Design a new source format (object representation and/or on-disk representation)

simoncozens commented 3 years ago

Ideas for hierarchy so far: newsource

alerque commented 3 years ago

Why have masters at all? I understand how they came to be historically and the case for instances (a set of static locations on axes) but if you're designing a new on-disk and object format, why not drop the charade and just go straight for glyphs? Each glyph would have control points that are not just a pair of coordinates but but vectors with enough values to locate them through each axis. Editors could use the instance location data to draw what people currently think of as "masters", but if you're coming up with a new model for holding the data I don't think dragging the current paradigm with you is necessary.

simoncozens commented 3 years ago

Interesting idea! I started to come up with reasons why not, but I'm not sure any of the reasons I have are valid. Going "variable first" has a lot of advantages, too. Hmm.

Also I'd like to hear any thoughts you have from your investigations on what makes a good version-control-aware on-disk format.

schriftgestalt commented 3 years ago

I think, the way you set up the masters (containing glyphs) are not useful. They are just some positions in the designspace that have some info attached (coordinates, vertical metrics …).

What you have as top level "glyphs" might be better called encoding. (Not sure why that should be in a different place than the outlines.)

Glyphs and layers should be its own thing. But have some connection to the masters (to get to the vertical metrics).

The idea of one set of control points with different coordinates for each point in the design space is bad. You need to be able to store incompatible outlines per glyphs. Not all font projects are variable fonts. There are color fonts, layer fonts, unfinished fonts.

One thing I never understood: AFAIK the default for an axis is where the outlines in the glyf table are? Then you NEED a proper master (meaning "master layer" aka a set of outlines/shapes) at that location. And what if you set the default in the axes and later move or remove that master? So in the font storage, you need to point to a master that is supposed to go into the glyf table and it's coordinates will be the default.

florianpircher commented 3 years ago

I concur with @alerque in that masters are no longer needed and the “design space” should move into individual glyphs. Since this puts more information into each glyph, I think a glyph should have its own directory. Personally, I dislike the separation of layer in UFO. After working on a glyph, this is what a version control system shows for UFO:

modified:
L glyphs
  L e.glif
L glyphs.background
  L e.glif
L glyphs.some-layer
  L e.glif

whereas this feels more intuitive to me:

modified:
L glyphs
  L e
    L regular.glyph
    L regular-background.glyph
    L some-layer.glyph

There could also be space for a reserved Info file for general information about the glyph:

.
L glyphs
  L e
    L Info.plist
    L regular.glyph
    L regular-background.glyph
    L some-layer.glyph

simoncozens commented 3 years ago

I would really like to avoid a directory-based system, in favour of a single file, unless there are very strong arguments to do with version control. (And they have to be real arguments - not just that it looks prettier - because git is very good at merging files.)

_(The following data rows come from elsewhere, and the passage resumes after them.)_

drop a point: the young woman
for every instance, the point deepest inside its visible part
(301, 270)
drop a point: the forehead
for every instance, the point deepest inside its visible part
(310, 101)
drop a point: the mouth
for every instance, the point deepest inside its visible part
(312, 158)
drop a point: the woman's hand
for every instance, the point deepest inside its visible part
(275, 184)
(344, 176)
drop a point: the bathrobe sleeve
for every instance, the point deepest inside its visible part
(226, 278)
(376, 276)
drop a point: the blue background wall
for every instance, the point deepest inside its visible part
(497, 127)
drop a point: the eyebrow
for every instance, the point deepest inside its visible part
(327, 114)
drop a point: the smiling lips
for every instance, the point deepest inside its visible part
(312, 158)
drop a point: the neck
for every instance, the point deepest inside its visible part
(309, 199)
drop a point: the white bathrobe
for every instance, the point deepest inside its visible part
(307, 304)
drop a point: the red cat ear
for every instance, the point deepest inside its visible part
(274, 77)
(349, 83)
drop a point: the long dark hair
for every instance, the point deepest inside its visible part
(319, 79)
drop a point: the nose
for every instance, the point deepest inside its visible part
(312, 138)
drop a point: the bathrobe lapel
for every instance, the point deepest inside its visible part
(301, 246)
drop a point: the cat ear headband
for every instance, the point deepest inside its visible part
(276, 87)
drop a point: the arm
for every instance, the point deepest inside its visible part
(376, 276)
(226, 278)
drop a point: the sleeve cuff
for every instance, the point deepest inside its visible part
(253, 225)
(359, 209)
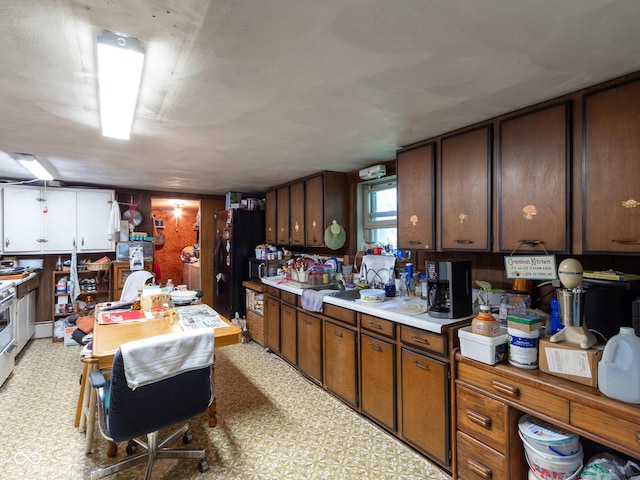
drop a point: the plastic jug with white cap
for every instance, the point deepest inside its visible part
(619, 369)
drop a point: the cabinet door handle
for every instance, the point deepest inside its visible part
(478, 468)
(420, 340)
(419, 365)
(506, 389)
(478, 418)
(625, 242)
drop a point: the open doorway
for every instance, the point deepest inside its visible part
(176, 224)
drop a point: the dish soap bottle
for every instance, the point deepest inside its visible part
(245, 333)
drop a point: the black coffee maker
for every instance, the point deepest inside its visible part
(449, 288)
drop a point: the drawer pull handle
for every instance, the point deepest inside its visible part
(419, 365)
(478, 468)
(420, 340)
(479, 419)
(506, 389)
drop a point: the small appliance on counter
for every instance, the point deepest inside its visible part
(571, 306)
(449, 288)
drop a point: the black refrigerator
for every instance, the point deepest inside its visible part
(237, 233)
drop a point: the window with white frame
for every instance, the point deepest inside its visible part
(379, 212)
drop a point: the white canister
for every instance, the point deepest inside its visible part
(523, 348)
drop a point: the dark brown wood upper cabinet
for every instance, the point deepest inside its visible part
(416, 193)
(610, 167)
(271, 226)
(465, 190)
(296, 213)
(282, 215)
(534, 159)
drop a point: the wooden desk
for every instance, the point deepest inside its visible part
(107, 338)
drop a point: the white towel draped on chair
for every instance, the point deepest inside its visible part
(177, 353)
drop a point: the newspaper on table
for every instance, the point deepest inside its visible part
(199, 316)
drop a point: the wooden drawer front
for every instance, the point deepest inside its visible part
(475, 461)
(339, 313)
(255, 325)
(515, 391)
(273, 291)
(614, 428)
(482, 417)
(288, 297)
(433, 342)
(378, 325)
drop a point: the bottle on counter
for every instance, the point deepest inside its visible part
(390, 286)
(245, 333)
(424, 291)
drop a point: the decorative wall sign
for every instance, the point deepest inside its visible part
(531, 267)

simoncozens commented 3 years ago

@schriftgestalt What would be the rationale for having layers be their own thing, rather than attached to glyphs (inside a master)?

I take your point about incompatible masters, which would make storing deltas impossible. For example, sometimes I have a “skeleton master” with open paths, and then extrude the paths to get the real masters. That wouldn’t work under a delta-only model.

schriftgestalt commented 3 years ago

As a compromise, it could be one file per glyphs (including all its layers and meta data). But as I found out by adding a file format with a similar structure, you need to store the glyph order separately and that is again some data that can get out of sync.

One reason I added that format was to be able to only write changed glyphs. This is mostly relevant for very big files like CJK. Other than that, I totally prefer single files.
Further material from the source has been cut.